Closed alanlujan91 closed 1 year ago
Do not merge.
@Mv77 I am trying to add the ability to use PortfolioConsumerType with this code. However, the results don't seem to be coming out great.
I just realized I forgot to add the graphs for the Portfolio run.
@Mv77 do you have any idea what could be going wrong?
changing the grid parameters seems to improve the sensitivity output, but makes the contour output much worse.
Looks like the objective function is returning NaN for some parameter convos. You have to figure out why.
The alternatives are: A) An error in the agent type is preventing the model from generating simulations under some parameter combinations. This would be pretty bad.
B) an error in the objective function is preventing it from transforming simulated data into moments and a loss for some parameter values. E.g., for some discount factors everyone is hand to mouth and this turns into a division by zero somehow. This would be easier to fix.
I'm unfortunately leaning toward A)
sim_w_history = agent.history["bNrm"]
under some simulations, the line above has nan bank balances.
Some aLvlPrev are nan... trying to figure out why...
In some instances... cNrm = nan.. are the solutions wrong under some parameters?
self.state_now["mNrm"][np.isnan(self.controls["cNrm"])] Out[5]: array([-1.58754814e+06, -5.45254711e+11, -9.76738291e+02, -6.22966535e+05, -1.44951519e+02])
cNrm is nan when mNrm is negative. But in this model mNrm should never be negative... unless aNrm is negative or return is negative?
Interesting.... This seems like a major bug because effective R in portfolio should never be negative
np.sum(ReffNow < 0) Out[6]: 5
I think I have found the problem, sometimes Share is less than 0
self.controls["Share"][self.controls["Share"] <0] Out[9]: array([-1.58137652e+01, -1.22690789e+03, -1.21129003e+00, -1.27012186e+01, -4.84300986e-01])
Yeah that's weird.
We should create an issue to look it up. Must be an easy fix
I just took a look at the code.
I think the issue is that we are identifying "constrained top" (s==1.0) and constrained bottom (s==0.0) agents. We are manually replacing the s==1's but I do not think we are doing it for s==0's.

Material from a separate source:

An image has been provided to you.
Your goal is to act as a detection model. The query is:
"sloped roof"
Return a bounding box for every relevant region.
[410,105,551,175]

Thank you! I'll review this.
I think because there is a share_limit > 0, I didn't think we needed to really fix constrained at bottom since none would go under that level, but this estimation is really pushing the boundaries of that assumption.
Ah i see. i didn't remember that
@llorracc same exercise but using PortfolioConsumerType There are some issues as you can see from the graphical results.